Just before the pandemic, a research team from King’s College London, Imperial College London and Cambridge University ran a series of online tests for the general public. They did so as part of the BBC2’s Horizon Great British Intelligence Test, one of the largest intelligence experiments ever. In early 2020, the study team expanded the questionnaires to also collect information about the effect of SARS-CoV-2 infection on patients’ cognitive performance.
Of the 81,337 people who took part in the tests, 12,689 said they had Covid-19. 3,559 participants experienced respiratory symptoms but were allowed to recover at home, 192 were hospitalized and a quarter required mechanical ventilation.
The results showed that a relationship can be established between poor cognitive performance and the severity of respiratory symptoms experienced by him. But also not all areas of the mind have been affected by Covid-19. Some cognitive skills, such as emotional discrimination (eg, recognizing faces expressing the same emotions) and working memory (eg, remembering where a series of squares appeared on a screen) were avoided.

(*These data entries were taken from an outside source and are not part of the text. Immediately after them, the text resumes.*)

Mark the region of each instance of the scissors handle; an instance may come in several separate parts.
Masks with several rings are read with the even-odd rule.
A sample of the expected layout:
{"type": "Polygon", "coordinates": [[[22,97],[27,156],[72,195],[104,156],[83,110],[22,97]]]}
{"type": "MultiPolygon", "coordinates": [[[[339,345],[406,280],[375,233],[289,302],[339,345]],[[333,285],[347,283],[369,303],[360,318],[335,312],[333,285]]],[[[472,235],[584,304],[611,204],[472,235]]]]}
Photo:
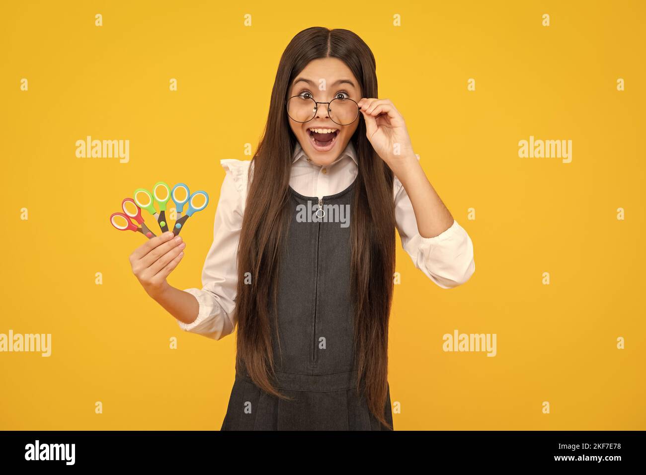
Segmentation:
{"type": "Polygon", "coordinates": [[[127,215],[130,218],[134,219],[140,224],[143,222],[143,218],[141,216],[141,209],[139,207],[137,204],[134,202],[134,200],[133,200],[132,198],[123,198],[123,201],[121,202],[121,209],[123,210],[123,213],[125,213],[126,215],[127,215]],[[137,212],[134,215],[130,214],[128,211],[127,207],[126,207],[125,206],[126,203],[132,203],[134,206],[134,208],[135,209],[137,210],[137,212]]]}
{"type": "Polygon", "coordinates": [[[173,202],[175,204],[176,209],[177,209],[178,216],[182,216],[182,212],[184,210],[184,205],[189,202],[189,200],[191,198],[191,191],[189,189],[189,187],[187,186],[183,183],[178,183],[175,186],[172,187],[172,189],[171,190],[171,198],[172,199],[173,202]],[[183,189],[186,191],[186,198],[184,200],[178,200],[175,196],[175,191],[178,189],[183,189]]]}
{"type": "Polygon", "coordinates": [[[127,229],[130,229],[130,231],[137,231],[137,226],[132,224],[132,222],[130,220],[130,216],[127,215],[124,215],[123,213],[113,213],[110,215],[110,224],[112,224],[114,227],[119,229],[120,231],[126,231],[127,229]],[[126,225],[125,226],[120,226],[114,221],[114,218],[116,217],[121,217],[125,220],[126,225]]]}
{"type": "Polygon", "coordinates": [[[195,191],[191,195],[191,199],[189,200],[189,209],[186,210],[186,214],[187,216],[191,216],[196,211],[201,211],[206,207],[207,204],[209,204],[209,195],[206,191],[195,191]],[[193,200],[199,196],[204,196],[204,204],[201,206],[194,206],[193,205],[193,200]]]}

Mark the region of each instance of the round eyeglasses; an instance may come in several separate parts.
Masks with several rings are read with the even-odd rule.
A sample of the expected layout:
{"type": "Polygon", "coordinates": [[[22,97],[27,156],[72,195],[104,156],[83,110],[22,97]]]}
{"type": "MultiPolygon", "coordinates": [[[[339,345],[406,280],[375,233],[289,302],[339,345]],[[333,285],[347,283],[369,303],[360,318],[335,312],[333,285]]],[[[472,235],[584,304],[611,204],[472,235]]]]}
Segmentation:
{"type": "Polygon", "coordinates": [[[293,96],[286,101],[287,113],[297,122],[307,122],[313,119],[318,104],[328,105],[328,115],[335,123],[349,125],[359,116],[359,106],[349,98],[335,98],[329,102],[317,102],[313,98],[293,96]]]}

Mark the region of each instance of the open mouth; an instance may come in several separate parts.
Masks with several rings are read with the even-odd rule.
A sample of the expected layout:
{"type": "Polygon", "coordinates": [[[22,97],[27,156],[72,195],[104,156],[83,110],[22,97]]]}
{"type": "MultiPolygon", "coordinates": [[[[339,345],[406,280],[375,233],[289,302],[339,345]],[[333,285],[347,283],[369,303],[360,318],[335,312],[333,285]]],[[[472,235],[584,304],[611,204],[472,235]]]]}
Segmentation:
{"type": "Polygon", "coordinates": [[[338,129],[326,129],[324,127],[311,127],[307,129],[309,132],[309,140],[314,148],[320,152],[327,152],[331,149],[337,141],[339,135],[338,129]]]}

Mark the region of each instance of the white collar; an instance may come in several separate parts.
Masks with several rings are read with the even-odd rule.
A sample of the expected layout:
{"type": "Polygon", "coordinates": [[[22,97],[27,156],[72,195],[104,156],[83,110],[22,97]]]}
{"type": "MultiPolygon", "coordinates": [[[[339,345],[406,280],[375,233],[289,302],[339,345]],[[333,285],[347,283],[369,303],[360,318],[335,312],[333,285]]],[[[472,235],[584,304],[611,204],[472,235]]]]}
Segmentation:
{"type": "MultiPolygon", "coordinates": [[[[359,165],[359,162],[357,161],[357,151],[355,149],[355,146],[352,143],[352,140],[348,142],[348,145],[346,147],[346,149],[343,151],[343,153],[341,154],[340,156],[330,164],[330,165],[333,165],[337,162],[340,162],[346,156],[350,157],[354,161],[355,164],[359,165]]],[[[307,159],[307,155],[305,154],[305,151],[303,150],[303,147],[300,146],[300,143],[298,140],[296,142],[296,146],[294,147],[294,152],[292,154],[292,157],[291,163],[293,164],[300,158],[307,159]]]]}

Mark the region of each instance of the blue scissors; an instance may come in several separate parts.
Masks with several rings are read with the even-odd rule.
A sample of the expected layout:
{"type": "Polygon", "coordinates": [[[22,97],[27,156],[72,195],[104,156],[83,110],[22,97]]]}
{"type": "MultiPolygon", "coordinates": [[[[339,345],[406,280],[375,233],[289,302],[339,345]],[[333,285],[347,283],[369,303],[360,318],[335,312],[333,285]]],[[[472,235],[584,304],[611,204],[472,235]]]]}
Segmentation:
{"type": "Polygon", "coordinates": [[[182,231],[182,228],[184,226],[184,223],[186,222],[189,217],[191,217],[194,213],[196,211],[201,211],[202,209],[206,207],[206,206],[209,204],[209,195],[207,194],[206,191],[194,191],[193,194],[191,193],[190,190],[189,190],[189,187],[185,185],[183,183],[178,183],[175,186],[172,187],[172,189],[171,191],[171,197],[172,199],[173,202],[177,207],[177,220],[175,221],[175,226],[173,226],[172,233],[177,236],[180,231],[182,231]],[[186,193],[186,198],[184,200],[180,200],[175,195],[175,192],[177,190],[183,190],[186,193]],[[204,204],[200,205],[199,206],[196,206],[193,203],[193,200],[198,196],[204,196],[204,204]],[[187,203],[189,204],[189,209],[186,210],[186,214],[184,216],[182,216],[182,213],[184,210],[184,205],[187,203]]]}

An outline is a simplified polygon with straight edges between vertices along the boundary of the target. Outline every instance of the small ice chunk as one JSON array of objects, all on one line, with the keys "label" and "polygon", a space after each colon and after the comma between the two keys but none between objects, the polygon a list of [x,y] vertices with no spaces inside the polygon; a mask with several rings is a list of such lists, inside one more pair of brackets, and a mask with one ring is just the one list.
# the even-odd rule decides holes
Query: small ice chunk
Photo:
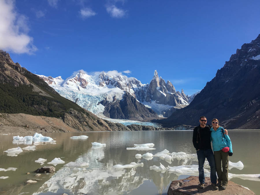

The greatest deficiencies were found in executive tasks that require patients to think (eg, determine if relationships between words are the same) and solve problems (eg, determine the number of movements needed to move from one location to another).
To understand the magnitude of the deficit, the authors compared the pattern of scores on the tests to cognitive changes that occur from other causes. Effects in those mechanically ventilated were comparable to the average cognitive decline seen over 10 years of aging and corresponded to a difference of seven IQ points. The researchers conducted a series of examinations to ensure that the cognitive deficits were not due to other variables.
According to Dr. Adam Hampshire, the study’s lead author, the findings confirm results from a growing group of studies showing important effects of Covid-19 on patients’ brains that need further investigation. Researchers also want to know why some cognitive functions are affected more than others. and whether reducing the severity of the disease can also reduce the severity of cognitive problems.
The study could not show whether the effects on cognition were long-term, as no participant had been ill for more than six months. This requires long-term follow-up of patients. Additionally, the researchers say it would be beneficial to combine brain imaging and cognitive tests with other information about mental health and daily functioning.